The EU’s import embargo of Russian oil – which comes into force today – plus a price cap on non-EU seaborne exports is intended to hit Russia without damaging the West. It sounds too good to be true, and it probably is.

First, there’s the price cap level itself. Originally, the EU had wanted to push for a more comprehensive ban on maritime shipping insurers providing any coverage to vessels carrying Russian oil. But this frightened the US, so what we’re left with is the cap. The final figure, which the EU agreed on at the end of last week, is $60 (£49) per barrel.

Russian crude oil sales have shifted away from Europe and towards Asia

But this is not much less than the $65-70 (£52-57) per barrel that Urals crude, the benchmark for Russian oil, is currently trading at (though working out how much Russian oil actually changes hands for is not that straightforward). Crucially, the cap is also higher than Russian oil production costs, at around $40 (£32) per barrel (again, this is an average, and costs can be much lower, or higher).

Then there’s sanctions-busting. Russia has added over 100 oil tankers to its own fleet, according to Rystad, an energy consultancy. The aim is clearly to provide Moscow with its own parallel shipping and insurance. This is what Iran and Venezuela have done when they have come under similar sanctions. Altogether, Russia, Iran and Venezuela have a combined fleet of about 500 tankers with a cargo capacity of more than 34,000 tons deadweight.

You can also use any number of tricks to try and hide the origin of crude oil, like ship-to-ship transfers, or blending sanctioned oil at an intermediate point. Seasoned oil-watchers will be familiar with so-called Malaysian blend crude oil, an attempt to effectively pass off sanctioned Iranian and Venezuelan oil as coming from the southeast Asian nation.

Finally, Russia could respond too, with counter-sanctions of their own. The Russian government has already said they will not sell to countries that implement the cap, and that they are formulating a response. Russian crude oil sales have shifted away from Europe and towards Asia. In November, 40 per cent of seaborne exports went to India, which before the war was a minor customer for Russian crude, according to Refinitiv data. Flows to Europe are now below 500,000 barrels per day. In November 2021, Germany alone imported almost 700,000 barrels per day of Russian crude oil.  

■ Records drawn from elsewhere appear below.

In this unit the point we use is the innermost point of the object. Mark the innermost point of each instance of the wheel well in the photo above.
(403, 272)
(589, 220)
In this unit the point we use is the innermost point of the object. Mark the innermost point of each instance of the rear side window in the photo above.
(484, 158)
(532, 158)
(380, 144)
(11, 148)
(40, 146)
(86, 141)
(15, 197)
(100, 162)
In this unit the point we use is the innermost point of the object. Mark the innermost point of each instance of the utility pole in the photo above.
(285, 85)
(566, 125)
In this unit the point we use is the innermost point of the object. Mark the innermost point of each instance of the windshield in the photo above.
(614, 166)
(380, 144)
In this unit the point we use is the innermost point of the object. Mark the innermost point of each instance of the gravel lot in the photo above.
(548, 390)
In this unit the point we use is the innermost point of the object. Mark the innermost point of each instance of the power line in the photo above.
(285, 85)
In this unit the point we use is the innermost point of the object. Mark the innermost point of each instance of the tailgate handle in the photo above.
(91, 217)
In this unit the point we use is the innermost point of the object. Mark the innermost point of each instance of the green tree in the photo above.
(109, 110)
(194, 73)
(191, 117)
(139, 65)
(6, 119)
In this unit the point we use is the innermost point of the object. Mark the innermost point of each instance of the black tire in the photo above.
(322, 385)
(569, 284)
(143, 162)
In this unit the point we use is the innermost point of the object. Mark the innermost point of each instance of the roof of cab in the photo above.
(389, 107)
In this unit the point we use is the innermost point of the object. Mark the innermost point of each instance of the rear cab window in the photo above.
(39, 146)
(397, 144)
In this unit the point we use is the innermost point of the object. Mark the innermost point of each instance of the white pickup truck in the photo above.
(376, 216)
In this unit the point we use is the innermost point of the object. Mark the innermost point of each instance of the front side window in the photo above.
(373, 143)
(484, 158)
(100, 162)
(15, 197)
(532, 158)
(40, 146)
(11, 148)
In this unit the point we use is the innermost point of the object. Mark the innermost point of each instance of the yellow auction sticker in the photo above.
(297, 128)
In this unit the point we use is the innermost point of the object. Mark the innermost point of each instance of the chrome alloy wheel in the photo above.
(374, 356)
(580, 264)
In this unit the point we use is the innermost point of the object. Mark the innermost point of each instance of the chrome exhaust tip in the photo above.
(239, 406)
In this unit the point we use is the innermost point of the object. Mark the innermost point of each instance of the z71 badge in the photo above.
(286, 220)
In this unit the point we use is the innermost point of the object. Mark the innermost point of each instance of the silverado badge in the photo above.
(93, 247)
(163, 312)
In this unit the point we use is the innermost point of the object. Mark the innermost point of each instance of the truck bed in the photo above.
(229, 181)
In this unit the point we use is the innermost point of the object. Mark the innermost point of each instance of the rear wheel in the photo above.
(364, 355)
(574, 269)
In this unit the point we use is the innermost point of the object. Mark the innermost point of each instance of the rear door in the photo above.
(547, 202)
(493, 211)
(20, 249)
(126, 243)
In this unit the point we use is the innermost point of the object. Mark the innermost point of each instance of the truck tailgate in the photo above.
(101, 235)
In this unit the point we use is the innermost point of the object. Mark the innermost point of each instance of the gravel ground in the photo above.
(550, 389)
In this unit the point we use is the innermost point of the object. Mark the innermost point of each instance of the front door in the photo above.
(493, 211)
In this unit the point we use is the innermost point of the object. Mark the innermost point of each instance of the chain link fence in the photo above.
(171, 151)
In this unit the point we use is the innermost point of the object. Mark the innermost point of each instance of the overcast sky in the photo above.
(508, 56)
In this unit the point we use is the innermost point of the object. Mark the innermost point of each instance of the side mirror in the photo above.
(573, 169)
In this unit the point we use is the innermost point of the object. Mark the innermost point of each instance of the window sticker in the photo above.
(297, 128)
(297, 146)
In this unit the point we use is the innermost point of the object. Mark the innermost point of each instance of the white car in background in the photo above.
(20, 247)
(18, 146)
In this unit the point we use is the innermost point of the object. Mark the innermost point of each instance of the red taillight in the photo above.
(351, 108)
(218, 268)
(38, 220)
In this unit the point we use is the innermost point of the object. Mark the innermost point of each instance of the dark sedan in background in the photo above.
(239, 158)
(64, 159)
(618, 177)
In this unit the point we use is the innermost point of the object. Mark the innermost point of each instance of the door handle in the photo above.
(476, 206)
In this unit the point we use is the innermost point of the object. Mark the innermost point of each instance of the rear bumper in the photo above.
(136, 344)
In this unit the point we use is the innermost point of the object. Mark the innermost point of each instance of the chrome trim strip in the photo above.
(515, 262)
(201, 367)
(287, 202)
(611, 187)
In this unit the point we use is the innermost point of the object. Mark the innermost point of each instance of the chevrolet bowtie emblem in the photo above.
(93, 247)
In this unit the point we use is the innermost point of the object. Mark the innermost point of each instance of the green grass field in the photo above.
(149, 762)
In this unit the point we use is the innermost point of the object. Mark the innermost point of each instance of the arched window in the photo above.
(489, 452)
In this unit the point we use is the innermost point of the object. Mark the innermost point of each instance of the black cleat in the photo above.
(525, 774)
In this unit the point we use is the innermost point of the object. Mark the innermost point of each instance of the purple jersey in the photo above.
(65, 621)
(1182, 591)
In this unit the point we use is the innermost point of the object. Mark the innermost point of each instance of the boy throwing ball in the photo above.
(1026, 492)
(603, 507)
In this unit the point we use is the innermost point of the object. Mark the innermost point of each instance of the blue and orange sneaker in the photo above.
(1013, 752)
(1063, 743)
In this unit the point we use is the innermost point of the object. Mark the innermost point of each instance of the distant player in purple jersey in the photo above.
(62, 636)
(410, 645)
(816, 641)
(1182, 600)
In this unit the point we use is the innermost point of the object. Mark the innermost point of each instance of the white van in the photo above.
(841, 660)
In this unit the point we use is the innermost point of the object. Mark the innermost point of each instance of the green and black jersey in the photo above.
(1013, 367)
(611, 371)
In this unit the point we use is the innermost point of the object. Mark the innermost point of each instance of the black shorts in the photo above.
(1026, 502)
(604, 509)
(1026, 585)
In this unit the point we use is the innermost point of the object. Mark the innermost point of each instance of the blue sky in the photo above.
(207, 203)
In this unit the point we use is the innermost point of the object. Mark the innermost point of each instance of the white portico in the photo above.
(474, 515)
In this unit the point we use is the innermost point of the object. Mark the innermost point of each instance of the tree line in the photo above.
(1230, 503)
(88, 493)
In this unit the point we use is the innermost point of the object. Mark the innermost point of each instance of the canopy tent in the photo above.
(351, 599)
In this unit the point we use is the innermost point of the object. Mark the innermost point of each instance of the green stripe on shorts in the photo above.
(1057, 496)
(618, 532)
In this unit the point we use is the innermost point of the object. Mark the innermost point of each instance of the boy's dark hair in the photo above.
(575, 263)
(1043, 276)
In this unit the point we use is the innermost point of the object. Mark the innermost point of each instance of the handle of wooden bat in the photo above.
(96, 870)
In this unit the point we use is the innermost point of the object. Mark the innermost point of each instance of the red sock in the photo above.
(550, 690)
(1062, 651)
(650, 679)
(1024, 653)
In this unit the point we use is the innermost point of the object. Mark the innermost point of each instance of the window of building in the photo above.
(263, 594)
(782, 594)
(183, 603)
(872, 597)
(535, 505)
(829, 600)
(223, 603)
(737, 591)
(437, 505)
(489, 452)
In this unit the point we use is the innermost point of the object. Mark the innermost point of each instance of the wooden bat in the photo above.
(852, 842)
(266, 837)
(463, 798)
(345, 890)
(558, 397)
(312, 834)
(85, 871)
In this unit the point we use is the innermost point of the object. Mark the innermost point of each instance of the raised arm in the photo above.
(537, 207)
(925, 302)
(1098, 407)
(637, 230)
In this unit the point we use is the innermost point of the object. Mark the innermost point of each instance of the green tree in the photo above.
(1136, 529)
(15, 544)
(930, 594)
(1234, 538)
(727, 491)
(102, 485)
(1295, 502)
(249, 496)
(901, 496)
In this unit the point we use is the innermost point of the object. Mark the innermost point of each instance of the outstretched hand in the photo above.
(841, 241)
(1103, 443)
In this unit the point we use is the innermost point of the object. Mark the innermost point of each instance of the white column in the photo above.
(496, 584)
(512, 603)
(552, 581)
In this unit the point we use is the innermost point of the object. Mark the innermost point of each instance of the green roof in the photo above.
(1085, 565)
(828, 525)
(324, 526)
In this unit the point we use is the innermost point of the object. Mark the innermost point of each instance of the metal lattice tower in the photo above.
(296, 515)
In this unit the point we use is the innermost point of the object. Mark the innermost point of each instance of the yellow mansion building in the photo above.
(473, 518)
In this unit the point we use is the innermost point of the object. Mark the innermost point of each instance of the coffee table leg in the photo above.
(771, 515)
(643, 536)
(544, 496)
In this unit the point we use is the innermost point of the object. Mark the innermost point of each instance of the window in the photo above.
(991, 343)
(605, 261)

But this is not to say that the sanctions will have no impact at all. One area where we do expect to see an effect is refined products. Russia has historically been a major exporter of diesel and jet fuel, to name a couple of examples, to the EU. Russia exported 1.2m barrels per day of refined fuels to the EU in 2021, according to data from the International Energy Agency – making up nearly a quarter of the bloc’s total consumption of refined products that year.

Another problem we have seen popping up in the last year is periods of tightness in global diesel markets, prompted by rising demand and refinery bottlenecks. These problems could re-emerge. Today’s EU import embargo is on crude oil, but another one on refined products, including diesel, will follow in February. Russia may also decide to do something about diesel exports in the interim.

What kind of effect, if any, the sanctions have won’t be clear for some time. There will be an adjustment period for oil buyers and shippers, as they figure out how to respond to the measures, and assess what they will mean. How Opec+, which includes Russia, will respond is another question. At their latest meeting, they decided against further cuts to oil output, following the 2m barrel-per-day cut they agreed on in October, but have said they will remain poised to meet at short notice.